Pour l'instant, les chiffres sont officieux. Selon les syndicalistes, l'Aisne serait concernée par la suppression de 68 postes dans le primaire pour 83 dans la Somme et l'Oise. L'an dernier, l'Aisne avait été affectée par un trait de plume rayant cinquante postes. Cette fois, les mesures prévues seraient encore plus rudes. « C'est catastrophique et inacceptable », dénonce Jean-Pierre Clavere, du Syndicat national des instituteurs et professeurs des écoles.
Dans le département, 190 élèves en moins sont attendus dans les classes du premier degré pour atteindre, à la prochaine rentrée, 53 139 scolarisés.
Le nouveau plan se décompose ainsi : 57 enseignants en moins avec les remplaçants, les conseillers pédagogiques, les enseignants spécialisés dans les réseaux d'aides aux enfants en difficulté, plus davantage ciblés. « Cela ne correspond pas à un nombre de fermeture de classes. Il y aura aussi des ouvertures », prévient l'inspecteur d'académie, Jean-Luc Strugarek.

Pire que la saignée de l'an dernier


L'économie de moyens passe également par une dizaine d'intervenants en langue qui ne seraient plus appelés à rencontrer les élèves.
« Le gouvernement veut supprimer des fonctionnaires et ne se soucie pas des conséquences sur le terrain », s'insurge Régis Douchain, du Syndicat général de l'Éducation nationale CFDT.

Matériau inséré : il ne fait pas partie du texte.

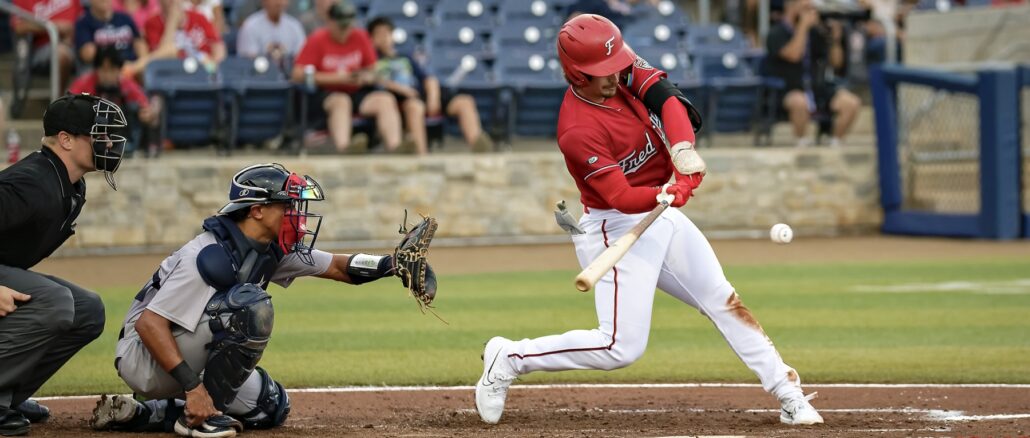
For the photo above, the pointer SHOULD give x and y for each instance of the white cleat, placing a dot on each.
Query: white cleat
(491, 390)
(796, 410)
(111, 410)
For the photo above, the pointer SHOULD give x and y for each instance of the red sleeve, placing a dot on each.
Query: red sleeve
(134, 93)
(369, 57)
(152, 30)
(676, 122)
(310, 53)
(589, 159)
(643, 76)
(83, 83)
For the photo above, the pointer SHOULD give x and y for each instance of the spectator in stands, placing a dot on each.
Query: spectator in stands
(178, 33)
(800, 52)
(105, 27)
(271, 33)
(140, 10)
(419, 94)
(316, 17)
(63, 13)
(342, 57)
(107, 81)
(211, 9)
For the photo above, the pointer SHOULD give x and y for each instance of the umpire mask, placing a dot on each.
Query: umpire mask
(98, 118)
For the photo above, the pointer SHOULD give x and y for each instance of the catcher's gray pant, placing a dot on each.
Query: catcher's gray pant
(142, 373)
(42, 334)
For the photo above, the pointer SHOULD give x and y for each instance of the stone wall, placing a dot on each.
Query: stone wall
(478, 199)
(967, 35)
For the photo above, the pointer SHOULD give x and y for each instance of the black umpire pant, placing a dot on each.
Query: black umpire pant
(42, 334)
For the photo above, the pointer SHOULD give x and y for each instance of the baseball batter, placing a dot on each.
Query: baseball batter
(614, 125)
(195, 333)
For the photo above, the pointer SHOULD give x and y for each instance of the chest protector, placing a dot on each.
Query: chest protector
(234, 260)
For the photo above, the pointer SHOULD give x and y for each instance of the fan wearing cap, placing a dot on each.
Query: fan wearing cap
(343, 58)
(615, 127)
(196, 332)
(45, 319)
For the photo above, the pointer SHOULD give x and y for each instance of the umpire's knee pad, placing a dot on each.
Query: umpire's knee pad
(273, 405)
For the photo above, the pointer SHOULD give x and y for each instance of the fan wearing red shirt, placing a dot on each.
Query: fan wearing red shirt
(63, 13)
(343, 59)
(179, 33)
(106, 80)
(615, 125)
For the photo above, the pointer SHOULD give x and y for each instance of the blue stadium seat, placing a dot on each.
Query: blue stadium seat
(536, 80)
(653, 32)
(194, 101)
(733, 90)
(261, 101)
(520, 38)
(544, 12)
(722, 36)
(481, 11)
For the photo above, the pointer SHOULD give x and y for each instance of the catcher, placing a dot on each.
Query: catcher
(195, 333)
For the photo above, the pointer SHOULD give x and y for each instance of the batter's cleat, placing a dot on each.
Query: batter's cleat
(492, 386)
(213, 427)
(112, 410)
(34, 411)
(12, 424)
(795, 410)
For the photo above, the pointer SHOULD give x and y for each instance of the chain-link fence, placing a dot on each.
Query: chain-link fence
(938, 149)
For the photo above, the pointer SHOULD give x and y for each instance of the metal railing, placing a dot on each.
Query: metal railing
(52, 31)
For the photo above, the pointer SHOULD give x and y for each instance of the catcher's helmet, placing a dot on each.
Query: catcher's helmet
(591, 44)
(268, 183)
(98, 118)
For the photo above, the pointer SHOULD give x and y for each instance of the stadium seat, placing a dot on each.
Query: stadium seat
(194, 101)
(544, 12)
(520, 38)
(260, 100)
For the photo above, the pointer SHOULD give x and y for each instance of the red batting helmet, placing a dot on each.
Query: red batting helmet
(591, 44)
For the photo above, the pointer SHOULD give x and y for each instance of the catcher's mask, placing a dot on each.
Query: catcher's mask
(269, 183)
(98, 118)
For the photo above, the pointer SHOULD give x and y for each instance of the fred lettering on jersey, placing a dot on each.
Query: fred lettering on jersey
(619, 134)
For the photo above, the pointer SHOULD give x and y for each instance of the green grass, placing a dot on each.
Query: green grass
(333, 334)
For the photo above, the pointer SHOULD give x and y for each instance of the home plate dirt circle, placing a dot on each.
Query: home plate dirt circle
(617, 410)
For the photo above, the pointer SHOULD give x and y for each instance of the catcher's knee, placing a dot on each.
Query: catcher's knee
(272, 406)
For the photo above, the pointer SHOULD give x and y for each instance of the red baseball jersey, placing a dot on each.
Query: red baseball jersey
(619, 135)
(329, 55)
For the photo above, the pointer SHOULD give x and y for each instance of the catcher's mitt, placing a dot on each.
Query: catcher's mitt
(410, 260)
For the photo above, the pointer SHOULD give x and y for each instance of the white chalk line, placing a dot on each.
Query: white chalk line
(331, 390)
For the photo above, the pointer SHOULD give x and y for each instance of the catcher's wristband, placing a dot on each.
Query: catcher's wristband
(364, 268)
(186, 377)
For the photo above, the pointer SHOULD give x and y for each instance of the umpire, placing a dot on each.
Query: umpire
(44, 319)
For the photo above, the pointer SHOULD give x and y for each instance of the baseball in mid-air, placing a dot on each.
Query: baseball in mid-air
(781, 233)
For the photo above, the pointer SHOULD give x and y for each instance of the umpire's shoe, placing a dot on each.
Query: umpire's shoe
(34, 411)
(491, 390)
(213, 427)
(12, 423)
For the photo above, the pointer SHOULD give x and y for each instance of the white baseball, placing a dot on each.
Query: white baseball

Treize postes administratifs sont ainsi menacés dans l'Académie avec des retombées concrètes dans les services départementaux des Inspections.
Dans le secondaire (collèges, lycées et lycées professionnels), la potion risque d'être particulièrement amère. Ce sont 242 postes qui sont visés en Picardie au lieu de 198 l'année précédente. « Nous disions déjà que c'était une saignée. Cela va être pire. Tout le monde s'interroge dans les établissements », s'inquiète Sébastien Lequien, syndicaliste.
Pour obtenir des confirmations officielles, il faut attendre la tenue de réunions prévues, le 27 janvier pour le second degré, le 14 février pour le premier degré. La dernière, le 23 février, avec le conseil départemental de l'Éducation nationale, sera la plus décisive. D'ici là, l'inspection académique souligne que la réflexion se poursuit. « Il y a certainement des informations sur les effectifs dont nous ne disposons pas », avance Jean-Luc Strugarek.